Conclusion: Are these numbers attainable? Please explain. List two suggestions you could give Ryan that would affect his break-even point in a favorable manner, using the Break-Even Formula to justify them.
Paper For Above instruction
To determine Ryan’s break-even point for his new detailing business, we apply the basic break-even analysis formula:
- Break-even point (units) = Fixed costs / (Unit selling price – Variable costs per unit)
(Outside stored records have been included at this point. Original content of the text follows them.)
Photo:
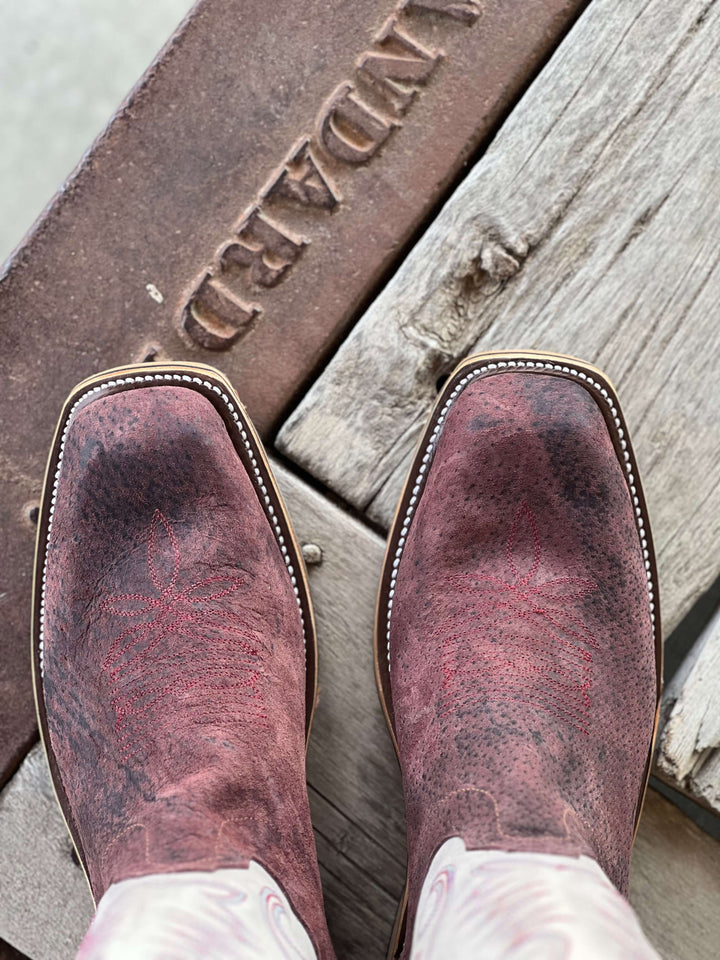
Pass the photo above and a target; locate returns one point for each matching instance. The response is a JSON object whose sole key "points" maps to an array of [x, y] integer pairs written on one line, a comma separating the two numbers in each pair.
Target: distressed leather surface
{"points": [[522, 650], [174, 674]]}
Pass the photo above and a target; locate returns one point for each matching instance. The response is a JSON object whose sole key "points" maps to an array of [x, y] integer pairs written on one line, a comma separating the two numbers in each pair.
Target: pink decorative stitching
{"points": [[140, 658], [550, 666]]}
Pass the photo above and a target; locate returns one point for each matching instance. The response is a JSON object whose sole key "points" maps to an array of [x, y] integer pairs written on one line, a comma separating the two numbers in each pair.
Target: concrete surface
{"points": [[65, 65]]}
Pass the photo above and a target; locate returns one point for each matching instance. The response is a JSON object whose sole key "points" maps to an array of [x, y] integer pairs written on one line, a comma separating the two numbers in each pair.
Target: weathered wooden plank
{"points": [[675, 883], [688, 755], [590, 227], [355, 795]]}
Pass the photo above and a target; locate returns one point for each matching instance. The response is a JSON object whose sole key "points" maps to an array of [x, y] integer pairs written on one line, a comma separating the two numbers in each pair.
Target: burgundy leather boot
{"points": [[174, 653], [517, 638]]}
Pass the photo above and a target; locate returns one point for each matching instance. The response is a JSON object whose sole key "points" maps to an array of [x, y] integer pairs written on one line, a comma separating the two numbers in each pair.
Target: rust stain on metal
{"points": [[242, 205]]}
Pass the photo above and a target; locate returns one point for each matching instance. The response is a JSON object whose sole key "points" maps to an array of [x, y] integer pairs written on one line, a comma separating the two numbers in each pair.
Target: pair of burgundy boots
{"points": [[517, 637]]}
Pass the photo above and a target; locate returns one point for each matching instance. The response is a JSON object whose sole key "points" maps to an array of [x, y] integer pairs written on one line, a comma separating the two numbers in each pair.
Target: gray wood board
{"points": [[688, 755], [355, 795], [589, 227]]}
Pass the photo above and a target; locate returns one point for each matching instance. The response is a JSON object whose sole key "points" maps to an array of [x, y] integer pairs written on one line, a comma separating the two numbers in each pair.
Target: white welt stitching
{"points": [[598, 388], [256, 475]]}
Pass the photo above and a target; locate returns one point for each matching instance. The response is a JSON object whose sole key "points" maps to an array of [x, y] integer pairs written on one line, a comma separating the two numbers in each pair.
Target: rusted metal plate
{"points": [[244, 203]]}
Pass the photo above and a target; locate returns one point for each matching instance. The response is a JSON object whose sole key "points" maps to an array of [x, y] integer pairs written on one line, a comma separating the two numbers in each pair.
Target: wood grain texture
{"points": [[355, 795], [675, 883], [589, 227], [688, 755]]}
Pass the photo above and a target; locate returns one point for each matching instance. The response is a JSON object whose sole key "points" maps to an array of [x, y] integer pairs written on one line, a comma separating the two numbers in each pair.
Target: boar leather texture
{"points": [[174, 665], [522, 652]]}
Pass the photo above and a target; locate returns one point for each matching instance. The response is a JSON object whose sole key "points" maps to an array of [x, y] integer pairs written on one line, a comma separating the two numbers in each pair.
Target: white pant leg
{"points": [[493, 905], [223, 914]]}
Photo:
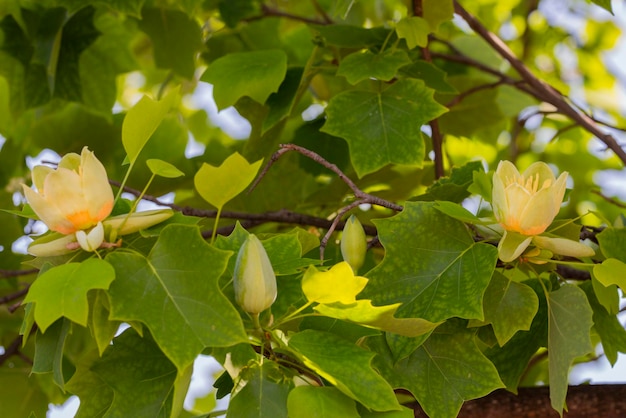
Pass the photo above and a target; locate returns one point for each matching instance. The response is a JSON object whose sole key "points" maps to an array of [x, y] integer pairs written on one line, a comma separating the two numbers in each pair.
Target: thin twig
{"points": [[542, 90], [6, 274]]}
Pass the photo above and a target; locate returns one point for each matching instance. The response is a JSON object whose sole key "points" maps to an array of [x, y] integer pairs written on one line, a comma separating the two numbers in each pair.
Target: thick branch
{"points": [[543, 90], [582, 402]]}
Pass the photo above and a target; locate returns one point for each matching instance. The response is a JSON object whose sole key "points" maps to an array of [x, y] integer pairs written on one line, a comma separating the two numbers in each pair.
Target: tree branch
{"points": [[542, 90]]}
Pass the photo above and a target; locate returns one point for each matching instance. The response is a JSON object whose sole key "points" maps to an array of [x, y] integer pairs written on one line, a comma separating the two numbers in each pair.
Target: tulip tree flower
{"points": [[74, 201], [254, 279], [353, 243], [75, 196], [525, 205]]}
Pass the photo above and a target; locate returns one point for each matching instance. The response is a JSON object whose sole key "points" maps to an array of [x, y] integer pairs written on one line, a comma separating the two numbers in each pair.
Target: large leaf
{"points": [[176, 39], [346, 366], [512, 359], [255, 74], [218, 185], [570, 321], [261, 397], [383, 127], [609, 328], [320, 402], [442, 373], [437, 273], [509, 306], [177, 281], [383, 66], [142, 120], [62, 291], [140, 376]]}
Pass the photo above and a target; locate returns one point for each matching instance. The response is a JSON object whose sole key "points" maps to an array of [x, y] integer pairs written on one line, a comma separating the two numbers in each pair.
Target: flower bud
{"points": [[254, 279], [353, 243]]}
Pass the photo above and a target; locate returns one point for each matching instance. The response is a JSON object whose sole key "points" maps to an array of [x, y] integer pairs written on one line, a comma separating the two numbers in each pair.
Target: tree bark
{"points": [[584, 401]]}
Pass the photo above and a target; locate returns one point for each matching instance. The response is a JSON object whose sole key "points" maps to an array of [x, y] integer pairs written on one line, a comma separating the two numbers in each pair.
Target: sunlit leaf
{"points": [[383, 66], [442, 373], [178, 281], [383, 127], [255, 74], [339, 284], [62, 291], [509, 306], [163, 168], [261, 397], [346, 366], [320, 402], [379, 317], [218, 185], [142, 120], [570, 321], [436, 273]]}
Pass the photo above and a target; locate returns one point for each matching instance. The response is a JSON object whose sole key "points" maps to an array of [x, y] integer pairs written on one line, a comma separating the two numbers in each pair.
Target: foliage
{"points": [[391, 112]]}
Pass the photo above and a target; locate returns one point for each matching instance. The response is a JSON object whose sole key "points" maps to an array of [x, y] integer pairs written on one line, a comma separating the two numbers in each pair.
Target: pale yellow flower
{"points": [[527, 203], [73, 197]]}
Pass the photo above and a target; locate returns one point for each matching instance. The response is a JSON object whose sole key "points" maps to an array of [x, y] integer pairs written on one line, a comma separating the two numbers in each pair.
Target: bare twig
{"points": [[6, 274], [541, 89]]}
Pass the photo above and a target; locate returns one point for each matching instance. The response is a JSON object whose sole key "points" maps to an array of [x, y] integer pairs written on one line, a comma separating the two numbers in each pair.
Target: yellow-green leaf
{"points": [[218, 185], [339, 284], [379, 317]]}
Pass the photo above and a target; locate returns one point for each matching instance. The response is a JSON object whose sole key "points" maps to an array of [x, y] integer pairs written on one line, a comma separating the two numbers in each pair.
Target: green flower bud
{"points": [[254, 279], [353, 243]]}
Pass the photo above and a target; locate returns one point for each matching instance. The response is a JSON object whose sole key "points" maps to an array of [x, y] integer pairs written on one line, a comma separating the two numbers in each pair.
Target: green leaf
{"points": [[570, 321], [339, 284], [141, 377], [176, 39], [349, 36], [261, 397], [218, 185], [455, 187], [611, 331], [360, 66], [509, 306], [255, 74], [605, 4], [62, 291], [142, 120], [346, 366], [49, 349], [163, 168], [378, 317], [512, 359], [442, 373], [432, 75], [383, 127], [320, 402], [177, 281], [437, 273], [414, 30], [611, 271]]}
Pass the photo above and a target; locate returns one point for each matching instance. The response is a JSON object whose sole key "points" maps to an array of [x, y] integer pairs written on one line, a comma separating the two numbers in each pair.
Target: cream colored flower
{"points": [[525, 205], [74, 197], [254, 279]]}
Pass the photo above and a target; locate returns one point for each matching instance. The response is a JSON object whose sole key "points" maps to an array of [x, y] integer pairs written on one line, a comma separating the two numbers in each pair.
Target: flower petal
{"points": [[95, 185], [51, 248], [512, 245], [563, 246]]}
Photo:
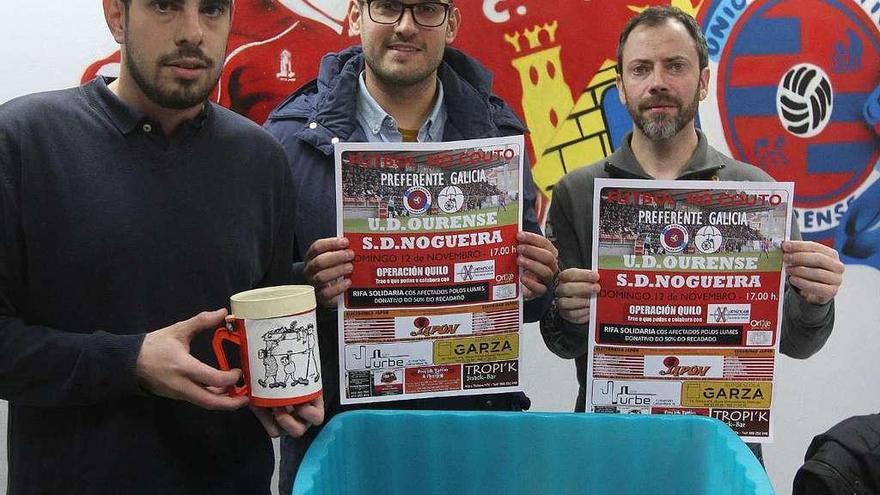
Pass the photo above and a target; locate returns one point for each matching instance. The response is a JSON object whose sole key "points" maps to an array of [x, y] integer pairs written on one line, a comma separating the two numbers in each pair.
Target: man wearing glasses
{"points": [[403, 83]]}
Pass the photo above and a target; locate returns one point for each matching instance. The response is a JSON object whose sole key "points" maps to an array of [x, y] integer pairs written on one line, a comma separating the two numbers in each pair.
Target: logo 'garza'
{"points": [[674, 368], [793, 80], [674, 238], [425, 329], [720, 314]]}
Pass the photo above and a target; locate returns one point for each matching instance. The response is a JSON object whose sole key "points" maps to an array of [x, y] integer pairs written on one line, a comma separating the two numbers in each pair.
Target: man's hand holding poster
{"points": [[434, 306], [689, 315]]}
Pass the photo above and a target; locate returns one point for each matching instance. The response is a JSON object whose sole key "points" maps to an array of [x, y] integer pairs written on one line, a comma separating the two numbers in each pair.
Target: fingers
{"points": [[328, 262], [326, 245], [538, 256], [813, 268], [578, 275], [207, 399], [267, 420], [328, 293], [201, 373], [295, 420], [532, 287], [313, 411], [203, 321], [578, 316], [328, 267], [573, 292], [814, 292]]}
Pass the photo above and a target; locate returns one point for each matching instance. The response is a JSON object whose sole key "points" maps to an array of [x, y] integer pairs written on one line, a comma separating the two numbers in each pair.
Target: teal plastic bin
{"points": [[463, 453]]}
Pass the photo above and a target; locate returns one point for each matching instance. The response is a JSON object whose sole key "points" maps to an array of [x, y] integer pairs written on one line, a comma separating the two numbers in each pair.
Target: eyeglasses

First, we identify all fixed costs and variable costs per vehicle from the given data. Fixed costs include rent, insurance, utilities, leasing, and marketing expenses. Variable costs include supplies, wax, towels/soap, and labor costs per vehicle.
Scenario 1 Calculation
Fixed costs per month:
- Shop rent: $300
- Insurance: $200
- Utilities: $95
- Leasing of equipment: $100
- Marketing: $105
- Labor cost: $10/hour x 4 hours = $40 per vehicle, but since this is variable, it will be considered part of variable costs for each vehicle.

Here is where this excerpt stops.